Some of the Occupy Wall Street encampments now spreading across the U.S. have access to Port-o-Potties (Freedom Plaza in Washington, D.C.) or, better yet, restrooms with sinks and running water (Fort Wayne, Indiana). Others require their residents to forage on their own. At Zuccotti Park, just blocks from Wall Street, this means long waits for the restroom at a nearby Burger King or somewhat shorter ones at a Starbucks a block away. At McPherson Square in D.C., a twenty-something occupier showed me the pizza parlor where she can cop a pee during the hours it’s open, as well as the alley where she crouches late at night. Anyone with restroom-related issues -- arising from age, pregnancy, prostate problems, or irritable bowel syndrome -- should prepare to join the revolution in diapers.

Of course, political protesters do not face the challenges of urban camping alone. Homeless people confront the same issues every day: how to scrape together meals, keep warm at night by covering themselves with cardboard or tarp, and relieve themselves without committing a crime. Public restrooms are sparse in American cities -- "as if the need to go to the bathroom does not exist," travel expert Arthur Frommer  once observed.  And yet to yield to bladder pressure is to risk arrest. A report entitled “Criminalizing Crisis,” to be released later this month by the National Law Center on Homelessness and Poverty, recounts the following story from Wenatchee, Washington:

"Toward the end of 2010, a family of two parents and three children that had been experiencing homelessness for a year and a half applied for a 2-bedroom apartment. The day before a scheduled meeting with the apartment manager during the final stages of acquiring the lease, the father of the family was arrested for public urination. The arrest occurred at an hour when no public restrooms were available for use. Due to the arrest, the father was unable to make the appointment with the apartment manager and the property was rented out to another person. As of March 2011, the family was still homeless and searching for housing."

What the Occupy Wall Streeters are beginning to discover, and homeless people have known all along, is that most ordinary, biologically necessary activities are illegal when performed in American streets -- not just peeing, but sitting, lying down, and sleeping.

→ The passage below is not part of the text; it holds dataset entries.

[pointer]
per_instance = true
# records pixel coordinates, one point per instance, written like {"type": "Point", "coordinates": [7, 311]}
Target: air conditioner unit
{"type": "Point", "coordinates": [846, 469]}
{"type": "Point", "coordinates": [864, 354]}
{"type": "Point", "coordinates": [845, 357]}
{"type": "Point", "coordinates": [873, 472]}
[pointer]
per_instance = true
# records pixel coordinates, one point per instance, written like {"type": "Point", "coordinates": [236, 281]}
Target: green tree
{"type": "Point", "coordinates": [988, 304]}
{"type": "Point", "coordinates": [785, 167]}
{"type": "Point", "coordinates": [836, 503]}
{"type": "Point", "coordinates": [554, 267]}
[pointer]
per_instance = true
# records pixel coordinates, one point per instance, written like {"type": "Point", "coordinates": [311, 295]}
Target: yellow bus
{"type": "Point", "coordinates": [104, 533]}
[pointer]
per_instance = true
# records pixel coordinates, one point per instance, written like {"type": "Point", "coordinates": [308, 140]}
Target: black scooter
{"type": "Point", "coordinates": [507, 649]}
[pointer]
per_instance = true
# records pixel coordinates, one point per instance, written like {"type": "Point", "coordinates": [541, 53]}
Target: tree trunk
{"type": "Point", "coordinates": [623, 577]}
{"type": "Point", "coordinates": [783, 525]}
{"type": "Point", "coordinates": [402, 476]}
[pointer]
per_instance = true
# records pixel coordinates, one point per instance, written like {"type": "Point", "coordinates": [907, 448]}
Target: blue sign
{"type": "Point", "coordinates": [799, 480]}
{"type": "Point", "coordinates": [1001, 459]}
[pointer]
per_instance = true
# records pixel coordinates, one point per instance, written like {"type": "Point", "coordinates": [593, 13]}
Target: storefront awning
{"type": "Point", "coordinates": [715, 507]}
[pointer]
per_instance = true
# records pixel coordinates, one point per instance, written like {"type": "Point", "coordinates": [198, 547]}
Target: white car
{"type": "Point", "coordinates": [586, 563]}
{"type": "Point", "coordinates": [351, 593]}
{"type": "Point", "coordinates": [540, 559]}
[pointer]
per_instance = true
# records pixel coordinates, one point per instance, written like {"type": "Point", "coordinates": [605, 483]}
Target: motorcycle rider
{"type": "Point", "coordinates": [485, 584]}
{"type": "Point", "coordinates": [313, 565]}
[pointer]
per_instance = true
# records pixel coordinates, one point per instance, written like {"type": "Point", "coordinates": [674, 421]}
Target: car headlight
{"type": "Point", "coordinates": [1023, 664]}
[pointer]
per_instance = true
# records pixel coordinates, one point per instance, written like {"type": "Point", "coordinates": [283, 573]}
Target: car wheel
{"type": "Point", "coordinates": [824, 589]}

While the laws vary from city to city, one of the harshest is in  Sarasota, Florida, which passed an ordinance in 2005 that makes it illegal to “engage in digging or earth-breaking activities” -- that is, to build a latrine -- cook, make a fire, or be asleep and “when awakened state that he or she has no other place to live.”

It is  illegal, in other words, to be homeless or live outdoors for any other reason. It should be noted, though, that there are no laws requiring cities to provide food, shelter, or restrooms for their indigent citizens.